(Reuters) - Nike Inc’s (NKE.N) quarterly profit beat Wall Street’s expectations, as margins increased and world-wide future demand for its apparel and shoes rose, sending its shares up 8 percent.
Global orders for Nike-branded shoes and clothing scheduled for delivery from March through July 2013, known as futures orders, rose 6 percent compared to orders reported for the same period last year. In North America, the company’s biggest market, orders increased 11 percent.
The company also saw a turnaround in future demand in Greater China, with orders rising 4 percent, after falling in the previous two quarters.

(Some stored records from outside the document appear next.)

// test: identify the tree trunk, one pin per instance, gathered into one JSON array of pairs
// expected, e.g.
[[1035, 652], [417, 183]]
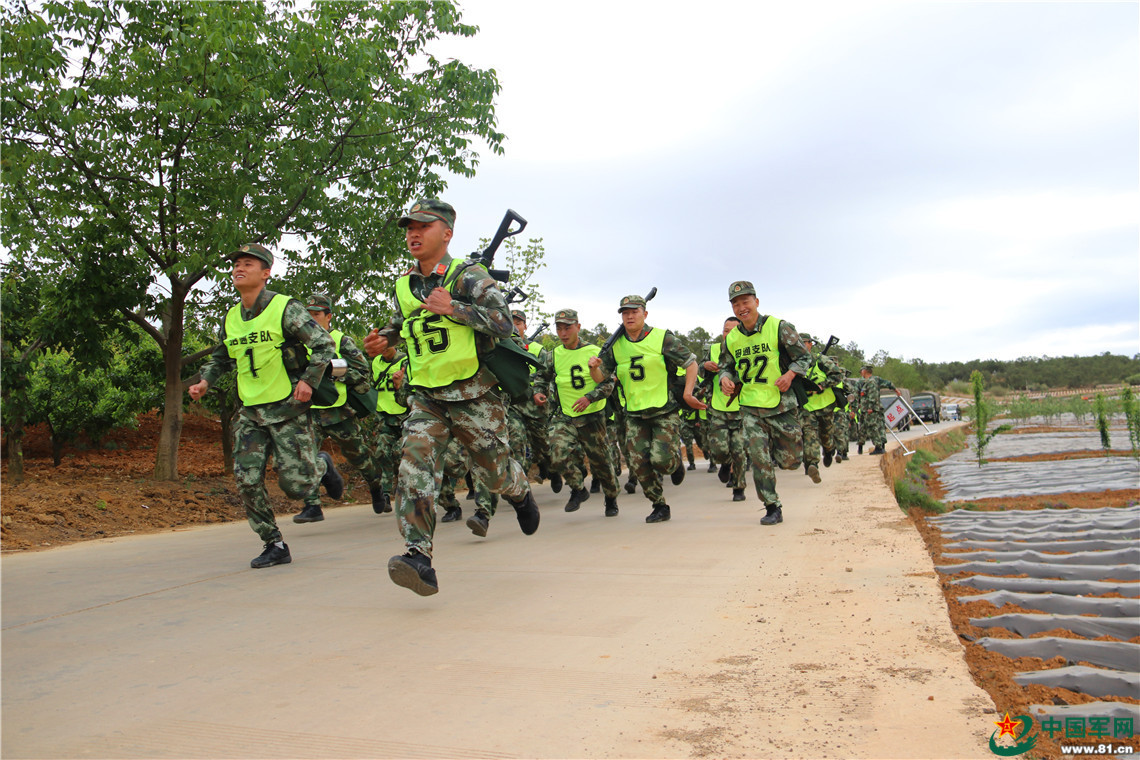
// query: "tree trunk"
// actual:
[[165, 464]]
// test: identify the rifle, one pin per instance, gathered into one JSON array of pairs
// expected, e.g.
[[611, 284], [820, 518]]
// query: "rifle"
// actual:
[[537, 332], [487, 255], [621, 329]]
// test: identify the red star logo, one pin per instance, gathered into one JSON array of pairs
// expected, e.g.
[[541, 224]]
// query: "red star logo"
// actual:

“They turned China much faster than we thought,” said Brian Yarbrough, consumer discretionary analyst for Edward Jones.
Yarbrough said this turnaround was important as China is among Nike’s highest margin markets. Lower shipping costs and high price tags help the company make more money on their products in that region, he said.
“In China, we are seeing progress against our strategy to reset the marketplace but we still have more to do before we can capture its long-term growth potential,” Nike Chief Executive Mark Parker said on a conference call with analysts.

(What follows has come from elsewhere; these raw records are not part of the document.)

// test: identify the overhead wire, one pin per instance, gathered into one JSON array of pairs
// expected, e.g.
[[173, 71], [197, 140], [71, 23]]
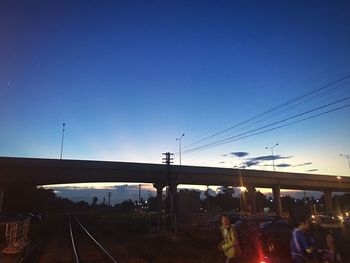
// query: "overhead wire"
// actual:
[[231, 138], [305, 95]]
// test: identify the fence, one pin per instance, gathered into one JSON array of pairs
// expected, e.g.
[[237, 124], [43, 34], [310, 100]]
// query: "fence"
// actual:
[[16, 235]]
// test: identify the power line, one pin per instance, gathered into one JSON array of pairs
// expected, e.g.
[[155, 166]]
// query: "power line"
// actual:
[[328, 85], [231, 138], [282, 110]]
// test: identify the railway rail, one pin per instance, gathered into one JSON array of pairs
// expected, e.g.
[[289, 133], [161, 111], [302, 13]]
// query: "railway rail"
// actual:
[[85, 247]]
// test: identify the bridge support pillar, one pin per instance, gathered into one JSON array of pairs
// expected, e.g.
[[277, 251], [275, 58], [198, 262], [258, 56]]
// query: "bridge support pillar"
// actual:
[[2, 195], [159, 188], [328, 200], [172, 192], [251, 199], [276, 191]]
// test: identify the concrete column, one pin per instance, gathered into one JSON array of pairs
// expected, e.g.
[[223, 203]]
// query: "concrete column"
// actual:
[[159, 188], [276, 191], [252, 199], [328, 200], [2, 195], [172, 192]]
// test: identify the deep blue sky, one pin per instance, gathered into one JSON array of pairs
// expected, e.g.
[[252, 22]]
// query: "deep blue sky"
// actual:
[[128, 77]]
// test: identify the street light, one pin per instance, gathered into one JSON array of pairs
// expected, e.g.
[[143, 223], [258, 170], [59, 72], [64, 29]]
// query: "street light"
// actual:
[[347, 156], [273, 158], [180, 139]]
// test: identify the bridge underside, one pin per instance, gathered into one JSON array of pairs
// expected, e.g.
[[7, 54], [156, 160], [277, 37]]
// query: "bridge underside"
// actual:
[[52, 171], [32, 171]]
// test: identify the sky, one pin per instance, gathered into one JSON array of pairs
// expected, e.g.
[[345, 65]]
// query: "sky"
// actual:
[[129, 77]]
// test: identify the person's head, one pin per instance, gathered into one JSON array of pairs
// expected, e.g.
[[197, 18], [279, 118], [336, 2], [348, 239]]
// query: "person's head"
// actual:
[[225, 220]]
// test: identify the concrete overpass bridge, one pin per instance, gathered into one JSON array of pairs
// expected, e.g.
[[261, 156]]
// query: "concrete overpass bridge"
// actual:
[[33, 171]]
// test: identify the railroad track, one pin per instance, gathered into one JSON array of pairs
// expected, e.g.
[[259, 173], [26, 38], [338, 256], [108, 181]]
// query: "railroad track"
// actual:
[[85, 247]]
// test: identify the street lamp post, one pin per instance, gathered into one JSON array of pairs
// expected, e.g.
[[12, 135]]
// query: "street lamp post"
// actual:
[[347, 156], [63, 126], [273, 157], [180, 139]]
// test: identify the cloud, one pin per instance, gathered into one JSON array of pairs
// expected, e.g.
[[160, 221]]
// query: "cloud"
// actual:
[[239, 154], [311, 170], [302, 164], [283, 165]]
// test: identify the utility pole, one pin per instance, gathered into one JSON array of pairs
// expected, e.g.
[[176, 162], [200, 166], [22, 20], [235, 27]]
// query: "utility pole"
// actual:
[[273, 157], [347, 156], [109, 199], [139, 194], [63, 129], [180, 139]]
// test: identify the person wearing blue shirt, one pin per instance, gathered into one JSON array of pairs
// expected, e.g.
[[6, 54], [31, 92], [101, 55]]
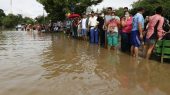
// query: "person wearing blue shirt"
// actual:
[[137, 32]]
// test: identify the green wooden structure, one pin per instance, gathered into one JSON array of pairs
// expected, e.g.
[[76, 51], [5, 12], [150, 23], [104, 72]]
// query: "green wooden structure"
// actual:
[[163, 49]]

Nike had been stuck with excess inventory in China and was finding it difficult to tackle intense competition and frequent promotional sales by local brands. Distributors and retailers were also wary of an uncertain global economy.

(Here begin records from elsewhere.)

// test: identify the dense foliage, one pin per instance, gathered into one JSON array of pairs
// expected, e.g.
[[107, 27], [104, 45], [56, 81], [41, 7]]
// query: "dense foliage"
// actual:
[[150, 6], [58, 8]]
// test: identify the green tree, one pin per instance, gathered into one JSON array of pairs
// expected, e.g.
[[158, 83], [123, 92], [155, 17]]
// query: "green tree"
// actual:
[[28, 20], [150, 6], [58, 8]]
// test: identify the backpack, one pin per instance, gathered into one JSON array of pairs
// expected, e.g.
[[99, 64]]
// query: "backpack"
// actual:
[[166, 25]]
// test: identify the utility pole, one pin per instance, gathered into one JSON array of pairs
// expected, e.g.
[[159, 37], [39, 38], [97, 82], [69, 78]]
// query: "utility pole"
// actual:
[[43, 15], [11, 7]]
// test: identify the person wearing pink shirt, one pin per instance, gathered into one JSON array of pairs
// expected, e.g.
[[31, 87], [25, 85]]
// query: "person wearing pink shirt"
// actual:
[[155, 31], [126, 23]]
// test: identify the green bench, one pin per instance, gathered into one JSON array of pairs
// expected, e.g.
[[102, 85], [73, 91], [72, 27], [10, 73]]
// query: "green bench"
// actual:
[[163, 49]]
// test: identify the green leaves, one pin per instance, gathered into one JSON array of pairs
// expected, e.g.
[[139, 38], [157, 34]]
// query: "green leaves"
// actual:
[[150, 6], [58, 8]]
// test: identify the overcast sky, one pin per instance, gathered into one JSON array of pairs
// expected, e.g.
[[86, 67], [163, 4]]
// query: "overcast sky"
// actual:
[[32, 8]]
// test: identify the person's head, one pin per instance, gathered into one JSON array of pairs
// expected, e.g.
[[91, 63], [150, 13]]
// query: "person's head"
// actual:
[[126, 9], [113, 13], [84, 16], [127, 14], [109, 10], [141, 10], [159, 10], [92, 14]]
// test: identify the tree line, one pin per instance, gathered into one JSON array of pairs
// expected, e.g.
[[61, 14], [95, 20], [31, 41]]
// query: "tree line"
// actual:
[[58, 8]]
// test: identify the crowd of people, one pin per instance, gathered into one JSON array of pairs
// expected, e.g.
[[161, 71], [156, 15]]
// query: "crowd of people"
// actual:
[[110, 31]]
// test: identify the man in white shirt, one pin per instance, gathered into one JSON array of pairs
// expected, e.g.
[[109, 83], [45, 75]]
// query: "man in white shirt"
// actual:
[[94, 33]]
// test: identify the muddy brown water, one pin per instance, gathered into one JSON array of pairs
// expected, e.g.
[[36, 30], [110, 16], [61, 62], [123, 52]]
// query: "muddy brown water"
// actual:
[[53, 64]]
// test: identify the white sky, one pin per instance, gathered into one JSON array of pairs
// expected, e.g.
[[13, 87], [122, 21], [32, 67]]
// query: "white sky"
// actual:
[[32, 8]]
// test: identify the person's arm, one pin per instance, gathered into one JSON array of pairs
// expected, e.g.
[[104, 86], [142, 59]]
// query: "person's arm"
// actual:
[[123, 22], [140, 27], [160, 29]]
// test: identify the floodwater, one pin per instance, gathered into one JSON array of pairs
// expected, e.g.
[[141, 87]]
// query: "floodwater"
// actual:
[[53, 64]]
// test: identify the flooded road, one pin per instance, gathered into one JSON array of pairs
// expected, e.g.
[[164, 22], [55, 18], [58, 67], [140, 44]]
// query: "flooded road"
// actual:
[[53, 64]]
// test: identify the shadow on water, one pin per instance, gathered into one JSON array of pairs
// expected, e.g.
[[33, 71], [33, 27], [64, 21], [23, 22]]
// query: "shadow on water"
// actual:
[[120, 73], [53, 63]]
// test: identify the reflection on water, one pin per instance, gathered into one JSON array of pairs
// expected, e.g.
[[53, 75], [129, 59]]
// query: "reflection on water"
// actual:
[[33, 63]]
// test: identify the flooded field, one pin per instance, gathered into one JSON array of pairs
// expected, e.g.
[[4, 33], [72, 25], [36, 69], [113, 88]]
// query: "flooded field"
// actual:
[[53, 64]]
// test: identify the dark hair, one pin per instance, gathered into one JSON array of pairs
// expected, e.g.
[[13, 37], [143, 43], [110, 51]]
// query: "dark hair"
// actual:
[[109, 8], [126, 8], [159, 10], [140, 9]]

Shares of the Beaverton, Oregon-based company rose to $57.93 Thursday in extended trade. They closed at $53.60 on the New York Stock Exchange.
Paul Swinand, an analyst with Morningstar, said one of the biggest challenges for Nike is to grow in its more mature markets. He said strong demand in North America shows it is able to do that.
Nike also posted its first growth in gross margins in around two years, with margins rising 30 basis points in the quarter. High costs of raw material and labor pressured the company’s margins over the past couple of years and Nike had been fighting it by raising prices on merchandise.
“Gross margin benefited from the combination of pricing actions and easing material costs, which more than offset higher labor costs,” the company said.
For the third quarter ended February 28, the company earned $662 million, or 73 cents a share, compared with $569 million, or 61 cents a share last year. Analysts, on average, expected earnings of 67 cents a share, according to Thomson Reuters I/B/E/S.
Revenue rose 9 percent to $6.2 billion.